What we have done is creating a public \common share on the TFS server which contains subfolders corresponding to each major shared project. E.g.:

\\common  
    \sharedproject1
        \v1.0.0
        ...
        \vN.0.0
    ...
    \sharedprojectN

Each of our non-shared projects reference specific shared assemblies in \**common*\*sharedprojectN**\v**M.m.n.**

We first run automated builds of shared projects when needed.
Then changing the build quality to a specific value (e.g. "Ready For Reference") indicates that the output of the build needs to be automatically copied to one of these shared versions.
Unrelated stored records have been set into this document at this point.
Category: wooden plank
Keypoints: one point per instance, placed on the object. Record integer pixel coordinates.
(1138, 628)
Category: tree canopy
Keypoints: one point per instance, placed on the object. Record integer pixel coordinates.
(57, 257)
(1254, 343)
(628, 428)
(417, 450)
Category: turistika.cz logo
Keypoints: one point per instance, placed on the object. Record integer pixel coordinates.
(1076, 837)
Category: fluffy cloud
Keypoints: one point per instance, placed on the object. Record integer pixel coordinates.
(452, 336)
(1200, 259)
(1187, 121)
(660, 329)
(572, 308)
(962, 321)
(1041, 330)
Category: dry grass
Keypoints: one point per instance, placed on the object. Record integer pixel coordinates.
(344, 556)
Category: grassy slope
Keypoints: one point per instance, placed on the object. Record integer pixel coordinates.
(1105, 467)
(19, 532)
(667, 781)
We can then run automated builds for projects using the output of these shared projects.
We use other build quality statuses (e.g. "Ready for System Integration") to indicate that a build of a main application is ready for deployment to a specific environment (e.g. test).
This triggers the packaging of a project output into a specific release folder on our public \release share.

Finally we use automated deployment tools to install a given release onto the appropriate servers in a given target environment.